Background: Reducing the number of doses in the human papillomavirus (HPV) vaccination regimen from 3 to 2 could increase coverage rates. In this cohort study, we assessed the risk of genital warts (GWs) according to timing and number of doses of quadrivalent HPV vaccine.
Methods: From population-based registries, we identified all girls in Denmark born during 1985-1999, for whom information on HPV vaccinations was retrieved. The cohort was followed for GW occurrence during 2006-2012. Incidence rate ratios (IRRs) were calculated by Poisson regression to determine differences in GW rates by number of vaccine doses.
Results: Of the 550,690 girls in the cohort, 361 734 had been vaccinated. Of these, 25.9% had been vaccinated twice and 58.8% 3 times. The risk of GWs decreased significantly with each additional dose of vaccine. For girls who received 2 doses, extension of the interval between doses reduced the incidence of GWs. In comparison with a 2-month interval, the incidence of GWs was reduced by 45% (95% confidence interval [CI], 20%-62%), 55% (95% CI, 35%-69%), and 63% (95% CI, 44%-75%), with an interval of 4, 5, and 6 months, respectively. The IRR of 2 vs 3 doses was close to 1, with an interval of about 6 months between the first 2 doses.

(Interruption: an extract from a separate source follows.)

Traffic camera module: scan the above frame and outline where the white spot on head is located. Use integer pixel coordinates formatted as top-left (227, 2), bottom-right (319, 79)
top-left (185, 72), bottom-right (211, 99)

Conclusions: With the original vaccine schedule, completion of 3 doses seems to be required to obtain full protection against GWs. A 2-dose regimen may be as effective if the dosing interval is extended to around 6 months, although the long-term effectiveness of this regimen is unknown.
Keywords: condyloma acuminata; dose–response relationship; genital warts; human papillomavirus; vaccination.